Semantic segmentation
In this project, we will implement a semantic segmentation network. Your segment
function should take as input an uint8
numpy array of size (w,h,3)
and output an integer semantic label map of size (w,h)
. The integer should have the following mapping:
ID | Class | ID | Class |
---|---|---|---|
-1 | Unknown | 10 | bicycle |
0 | buliding | 11 | flower |
1 | grass | 12 | sign |
2 | tree | 13 | bird |
3 | cow | 14 | book |
4 | sheep | 15 | chair |
5 | sky | 16 | road |
6 | airplane | 17 | cat |
7 | water | 18 | dog |
8 | face | 19 | body |
9 | car | 20 | boat |
The dataset we will work on is the MSRC segmentation dataset. The train/test/val split is avaliable here. You are NOT allowed to train on the testing images.
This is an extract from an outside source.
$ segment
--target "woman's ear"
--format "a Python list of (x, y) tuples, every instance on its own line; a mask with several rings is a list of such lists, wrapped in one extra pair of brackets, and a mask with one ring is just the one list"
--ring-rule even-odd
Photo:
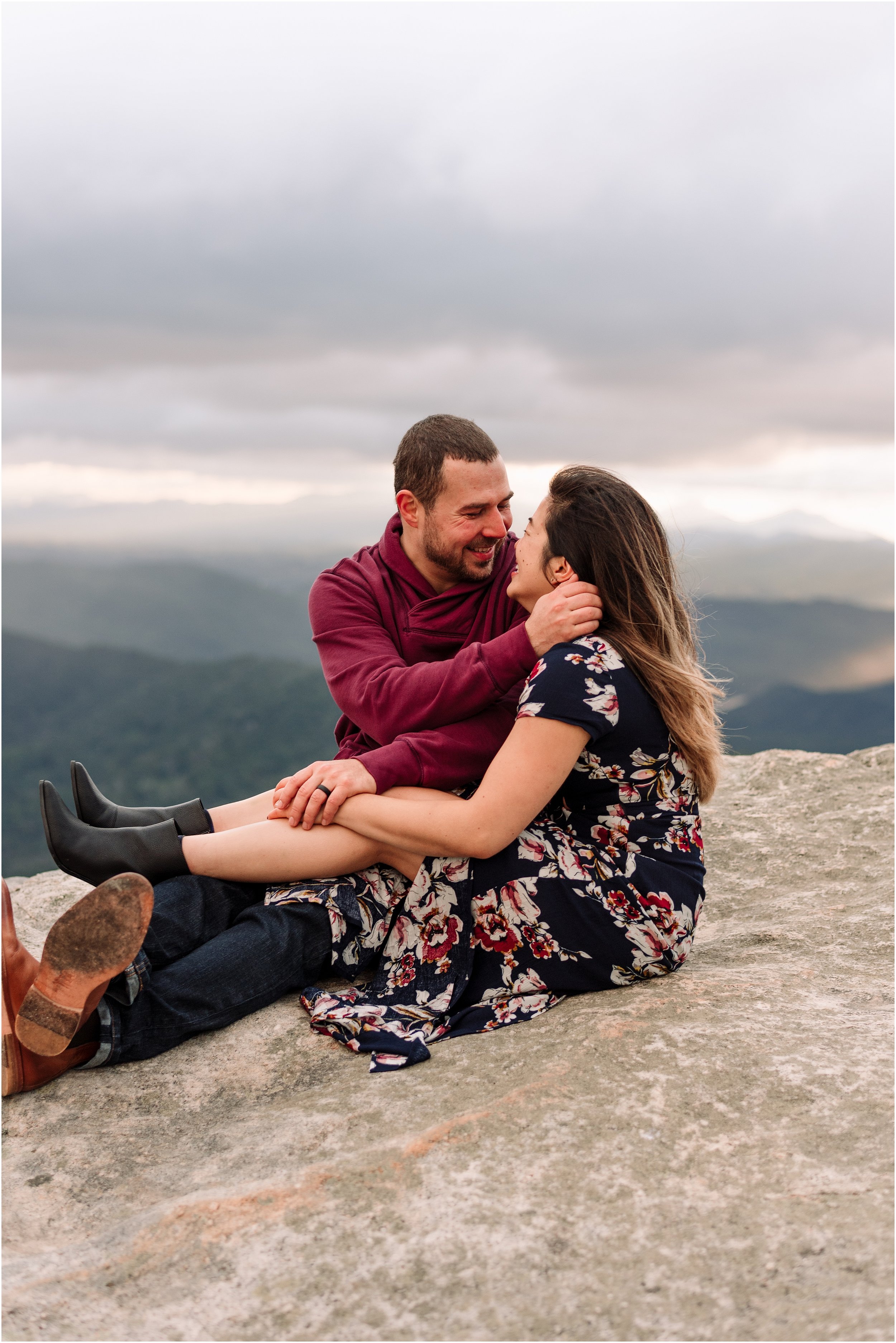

You may choose to implement your architecture from one of the following four papers:
- Fully Convolutional Networks for Semantic Segmentation
- Encoder-Decoder with Atrous Separable Convolution for Semantic Image Segmentation
- Deep Layer Aggregation
- U-Net: Convolutional Networks for Biomedical Image Segmentation
Some architectures can be pre-trained (e.g. ImageNet pretrained ResNets and VGGs). You may download pre-trained imagenet classification weights, but NOT (semantic) segmentation weights. In short, you need to make your network fully convolutional yourself, please do not use someone elses code for this.
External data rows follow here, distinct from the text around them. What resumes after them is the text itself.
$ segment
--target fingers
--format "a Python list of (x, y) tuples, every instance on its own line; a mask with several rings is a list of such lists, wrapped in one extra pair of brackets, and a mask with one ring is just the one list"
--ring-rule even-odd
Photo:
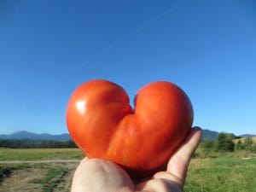
[(200, 127), (192, 128), (183, 145), (171, 157), (167, 165), (167, 172), (172, 173), (183, 182), (185, 180), (188, 166), (202, 136)]
[(202, 131), (200, 127), (192, 128), (189, 136), (169, 160), (167, 171), (156, 173), (154, 178), (164, 178), (176, 183), (181, 189), (183, 187), (188, 166), (196, 149)]

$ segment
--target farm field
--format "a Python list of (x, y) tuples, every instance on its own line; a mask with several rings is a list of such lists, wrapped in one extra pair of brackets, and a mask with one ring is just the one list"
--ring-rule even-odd
[[(236, 153), (212, 156), (192, 160), (185, 192), (255, 191), (255, 158)], [(70, 191), (83, 157), (77, 148), (0, 148), (0, 192)]]

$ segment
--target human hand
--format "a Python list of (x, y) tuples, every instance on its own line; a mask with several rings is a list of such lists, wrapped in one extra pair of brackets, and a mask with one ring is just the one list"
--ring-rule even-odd
[(100, 159), (84, 158), (73, 175), (72, 192), (179, 192), (183, 190), (188, 166), (202, 132), (191, 129), (180, 148), (170, 158), (166, 172), (133, 183), (118, 165)]

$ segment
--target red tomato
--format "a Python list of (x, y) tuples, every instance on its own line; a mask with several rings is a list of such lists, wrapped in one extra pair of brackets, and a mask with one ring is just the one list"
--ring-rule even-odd
[(134, 110), (122, 87), (89, 81), (73, 93), (67, 109), (70, 135), (89, 158), (113, 161), (137, 176), (165, 166), (192, 123), (189, 97), (165, 81), (141, 89)]

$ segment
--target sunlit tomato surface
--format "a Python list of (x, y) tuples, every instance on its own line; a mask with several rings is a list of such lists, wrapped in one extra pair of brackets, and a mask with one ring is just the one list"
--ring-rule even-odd
[(141, 89), (134, 106), (132, 109), (119, 85), (89, 81), (73, 93), (67, 125), (88, 157), (108, 160), (130, 174), (146, 176), (165, 166), (186, 137), (193, 109), (186, 94), (165, 81)]

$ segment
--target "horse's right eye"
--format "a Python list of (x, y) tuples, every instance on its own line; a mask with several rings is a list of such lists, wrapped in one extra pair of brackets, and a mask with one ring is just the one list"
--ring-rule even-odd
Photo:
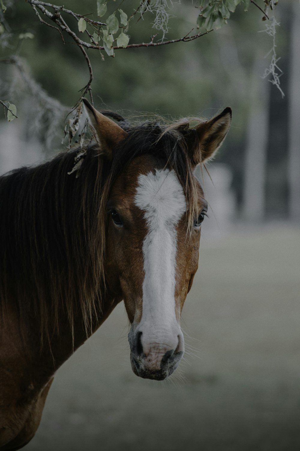
[(112, 221), (116, 226), (123, 226), (121, 218), (115, 210), (113, 210), (112, 212), (111, 212), (111, 216), (112, 218)]

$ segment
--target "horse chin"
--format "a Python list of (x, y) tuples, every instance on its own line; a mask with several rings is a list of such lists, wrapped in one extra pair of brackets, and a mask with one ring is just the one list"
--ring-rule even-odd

We provide a python start code which contains a project
and a val_grader
. During testing we will evaluate your segmentation model using the following two metrics:
- Per-pixel accuracy (
global accuracy
) - Per-class accuracy (
average accuracy
)
You can use python -m val_grader project -v
to test your solution against the grader.
Please explicitly mention your choice of paper in your submission.